Functional analysis of candidate genes

   We selected three traits related to cassava yield (RN, RW, and RLW) for
   QTL localization analysis based on a high-precision cassava genetic
   map. There is a high positive correlation between these traits; RN、RW
   and RLW can effectively evaluate crop yield and tuber shape, which is
   also an important factor to affect yield. We also report
   Manes.09G001500 to be associated with RN and RW traits; this gene
   belongs to the DHHC type zinc finger family protein which affects plant
   growth and development. OsDHHC01 increases the number of tillers and
   grain yield in rice and oilseed rape (Brassica napus) [[115]44,
   [116]45], and OsDHHC13 positively regulates the oxidative stress
   response [[117]44]. DHHC type zinc finger protein (DHHC) and S-acylated
   protein mainly serve as substrates for S-acyltransferase.

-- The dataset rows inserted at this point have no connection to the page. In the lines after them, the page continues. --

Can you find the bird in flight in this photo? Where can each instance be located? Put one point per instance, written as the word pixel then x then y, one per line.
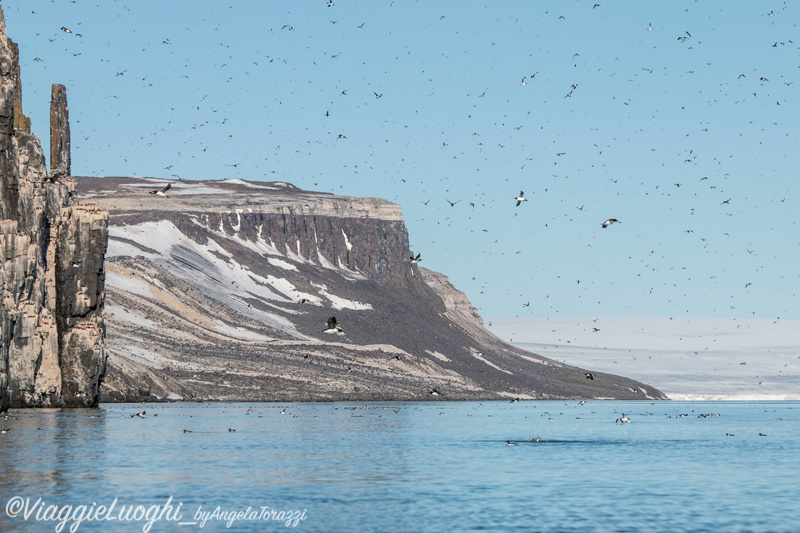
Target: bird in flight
pixel 609 222
pixel 333 327
pixel 162 192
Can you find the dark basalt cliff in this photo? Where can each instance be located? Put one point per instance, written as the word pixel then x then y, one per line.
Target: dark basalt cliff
pixel 222 290
pixel 51 321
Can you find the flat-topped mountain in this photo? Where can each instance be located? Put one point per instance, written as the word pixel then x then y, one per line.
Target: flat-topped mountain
pixel 222 290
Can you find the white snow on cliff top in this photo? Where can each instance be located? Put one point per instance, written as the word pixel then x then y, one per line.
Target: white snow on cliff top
pixel 686 358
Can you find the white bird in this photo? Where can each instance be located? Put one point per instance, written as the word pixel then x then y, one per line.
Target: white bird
pixel 609 222
pixel 162 192
pixel 333 327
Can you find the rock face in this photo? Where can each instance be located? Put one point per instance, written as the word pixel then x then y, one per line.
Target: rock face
pixel 222 290
pixel 59 130
pixel 52 273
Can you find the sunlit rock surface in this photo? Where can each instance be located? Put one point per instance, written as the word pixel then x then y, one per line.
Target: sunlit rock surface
pixel 52 275
pixel 222 289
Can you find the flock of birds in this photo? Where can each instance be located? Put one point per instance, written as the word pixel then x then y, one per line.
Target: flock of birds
pixel 592 72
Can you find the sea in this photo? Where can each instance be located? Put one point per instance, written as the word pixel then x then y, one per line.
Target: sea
pixel 557 466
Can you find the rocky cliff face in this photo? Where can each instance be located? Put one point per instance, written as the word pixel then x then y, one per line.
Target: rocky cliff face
pixel 222 290
pixel 51 323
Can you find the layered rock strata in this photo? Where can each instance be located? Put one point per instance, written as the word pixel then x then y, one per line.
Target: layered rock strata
pixel 222 289
pixel 52 273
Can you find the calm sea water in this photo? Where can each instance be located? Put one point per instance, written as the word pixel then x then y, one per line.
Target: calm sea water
pixel 404 467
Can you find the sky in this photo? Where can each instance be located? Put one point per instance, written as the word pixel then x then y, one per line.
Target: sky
pixel 677 118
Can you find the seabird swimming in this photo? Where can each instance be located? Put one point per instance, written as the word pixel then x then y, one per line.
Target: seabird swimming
pixel 609 222
pixel 162 192
pixel 333 327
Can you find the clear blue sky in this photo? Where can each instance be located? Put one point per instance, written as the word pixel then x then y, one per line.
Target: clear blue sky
pixel 681 140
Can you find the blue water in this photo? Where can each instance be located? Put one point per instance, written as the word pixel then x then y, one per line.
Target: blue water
pixel 409 467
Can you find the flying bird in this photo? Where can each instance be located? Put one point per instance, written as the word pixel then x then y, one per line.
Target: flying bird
pixel 162 192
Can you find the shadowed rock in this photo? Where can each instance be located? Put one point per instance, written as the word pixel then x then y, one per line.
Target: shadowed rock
pixel 52 272
pixel 59 130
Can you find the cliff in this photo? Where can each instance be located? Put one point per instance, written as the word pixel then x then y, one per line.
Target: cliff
pixel 51 323
pixel 222 289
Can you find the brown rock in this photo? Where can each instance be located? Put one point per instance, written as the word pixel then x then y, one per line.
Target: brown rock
pixel 52 345
pixel 59 130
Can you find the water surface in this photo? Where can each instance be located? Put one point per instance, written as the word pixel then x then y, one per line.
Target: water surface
pixel 409 466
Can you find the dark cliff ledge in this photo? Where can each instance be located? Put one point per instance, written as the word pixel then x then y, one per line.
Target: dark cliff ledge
pixel 222 289
pixel 53 279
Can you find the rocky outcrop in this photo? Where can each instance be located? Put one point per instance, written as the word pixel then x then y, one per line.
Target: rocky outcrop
pixel 59 131
pixel 52 273
pixel 222 290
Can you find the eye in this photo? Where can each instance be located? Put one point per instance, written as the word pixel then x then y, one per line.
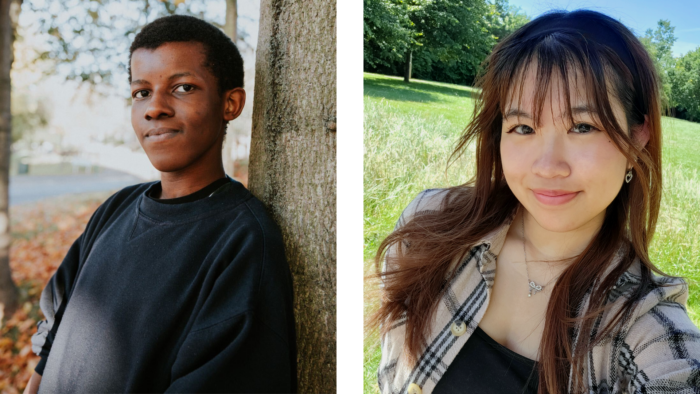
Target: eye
pixel 522 129
pixel 186 88
pixel 583 128
pixel 136 94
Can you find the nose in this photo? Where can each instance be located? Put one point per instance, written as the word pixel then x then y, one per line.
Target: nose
pixel 551 161
pixel 158 107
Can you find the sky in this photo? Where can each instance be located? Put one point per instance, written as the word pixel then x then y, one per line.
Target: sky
pixel 638 15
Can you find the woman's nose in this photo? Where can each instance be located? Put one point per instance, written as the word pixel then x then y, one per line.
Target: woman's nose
pixel 551 160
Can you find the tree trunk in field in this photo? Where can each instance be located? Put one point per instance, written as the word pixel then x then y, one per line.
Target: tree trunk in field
pixel 231 25
pixel 408 67
pixel 230 28
pixel 9 11
pixel 292 166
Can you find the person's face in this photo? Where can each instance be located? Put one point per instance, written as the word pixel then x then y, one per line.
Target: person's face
pixel 177 112
pixel 564 175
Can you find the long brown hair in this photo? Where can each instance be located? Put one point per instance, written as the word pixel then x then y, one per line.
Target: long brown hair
pixel 610 61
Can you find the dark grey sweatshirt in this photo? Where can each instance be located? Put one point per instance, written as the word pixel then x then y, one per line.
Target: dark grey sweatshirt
pixel 154 297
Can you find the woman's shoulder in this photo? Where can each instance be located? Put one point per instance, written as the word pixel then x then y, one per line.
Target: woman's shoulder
pixel 661 347
pixel 427 201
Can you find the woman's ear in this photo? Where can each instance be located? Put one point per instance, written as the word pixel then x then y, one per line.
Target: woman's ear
pixel 641 134
pixel 234 101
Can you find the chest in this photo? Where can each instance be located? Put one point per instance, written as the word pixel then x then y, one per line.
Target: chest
pixel 513 319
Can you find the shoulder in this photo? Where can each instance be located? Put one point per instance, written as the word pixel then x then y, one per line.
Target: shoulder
pixel 116 203
pixel 661 348
pixel 427 201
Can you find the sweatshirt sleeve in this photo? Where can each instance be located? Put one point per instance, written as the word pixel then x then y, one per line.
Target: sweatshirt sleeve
pixel 53 302
pixel 243 339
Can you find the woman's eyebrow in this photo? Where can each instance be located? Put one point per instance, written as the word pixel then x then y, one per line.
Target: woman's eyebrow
pixel 581 109
pixel 516 112
pixel 170 78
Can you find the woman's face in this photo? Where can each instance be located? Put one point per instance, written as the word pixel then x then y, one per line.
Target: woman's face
pixel 564 175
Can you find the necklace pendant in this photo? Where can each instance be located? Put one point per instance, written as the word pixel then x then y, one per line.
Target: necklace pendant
pixel 534 288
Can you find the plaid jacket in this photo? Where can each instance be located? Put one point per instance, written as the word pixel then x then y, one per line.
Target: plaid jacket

S-acylation,
   also known as palmitoylation, is an important protein lipid
   modification that plays an important role in plant growth, development,
   and stress response [[118]46]. OsDHHC30 participates in regulation of
   salt tolerance in rice through S-acylation modification of OsCBL2/3
   [[119]47]. We speculate that this gene may affect cassava growth and
   development by regulating its stress resistance, thereby affecting the
   weight and quantity of root tubers. Further research is needed to
   identify how this gene affects root tuber traits.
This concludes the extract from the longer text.